La Dr Trisha Boodhoo, psychologue clinicienne et Project Manager attachée au CEDEM (Centre d’Éducation et de Développement des Enfants Mauriciens) ne cache pas ses « vives inquiétudes ». Depuis 2022, le CEDEM a lancé sa Residential Care Institution (RCI) destinée aux jeunes filles en difficulté. « Nous y accueillons et hébergeons des filles de 12 à 17 ans. Or, à 18 ans, ces jeunes filles se retrouvent souvent livrées à elles-mêmes car elles doivent quitter cette structure d’accueil temporaire. Mal entourées et sans un encadrement adéquat, elles deviennent des proies faciles pour des trafics en tous genres. D’où le cri d’alarme du CEDEM aux décideurs politiques et bailleurs de fonds pour la création de Halfway Homes où ces jeunes femmes trouveraient refuge, constance et formation afin de devenir indépendantes financièrement, le temps de décrocher un emploi, et devenir autonomes, sur tous les plans », fait-elle comprendre.

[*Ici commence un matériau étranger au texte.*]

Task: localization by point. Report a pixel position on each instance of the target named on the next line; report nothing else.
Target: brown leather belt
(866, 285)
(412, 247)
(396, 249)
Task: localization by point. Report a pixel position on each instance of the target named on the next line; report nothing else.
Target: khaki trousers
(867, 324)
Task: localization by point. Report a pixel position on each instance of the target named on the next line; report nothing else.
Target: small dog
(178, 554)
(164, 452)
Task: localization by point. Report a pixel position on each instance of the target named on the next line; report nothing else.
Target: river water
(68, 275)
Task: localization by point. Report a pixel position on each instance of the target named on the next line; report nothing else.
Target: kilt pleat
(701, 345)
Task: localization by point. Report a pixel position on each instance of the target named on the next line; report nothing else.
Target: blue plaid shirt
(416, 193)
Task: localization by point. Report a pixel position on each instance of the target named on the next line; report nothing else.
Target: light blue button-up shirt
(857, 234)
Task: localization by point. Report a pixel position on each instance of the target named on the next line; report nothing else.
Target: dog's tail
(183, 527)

Trisha Boodhoo explique : « ces jeunes filles sont accueillies par la RCI du CEDEM parce que vulnérables, étant des victimes d’abus en tous genres, verbal, physique, émotionnel, sexuel et économique. Elles ont été retirées de leurs foyers d’origine après enquêtes des autorités, dont la CDU, la brigade de la famille et des mineurs. Nous avons donc affaire à des jeunes êtres fragiles. Elles restent six à sept ans sous notre responsabilité, poursuivent leurs études, s’adaptent à un style de vie discipliné et apprennent auprès de nous, les rudiments de la vie. Cependant, comme le veulent la constitution et les lois dans le pays, une fois qu’elles atteignent leur majorité, nous ne pouvons donc les garder à la RCI. »
Elle souligne : « nous savons tous que la tranche d’âge de 15 à 18 ans est très spéciale et complexe, surtout pour les jeunes filles qui passent par l’âge de la puberté, découvrent la sexualité, leur corps et les émotions… Bref, c’est tout un Package qu’il faut savoir gérer et orienter afin que ces jeunes femmes traversent cette phase délicate. » Pour celles qui n’ont pas de familles vers lesquelles se tourner, le parcours est encore plus dur !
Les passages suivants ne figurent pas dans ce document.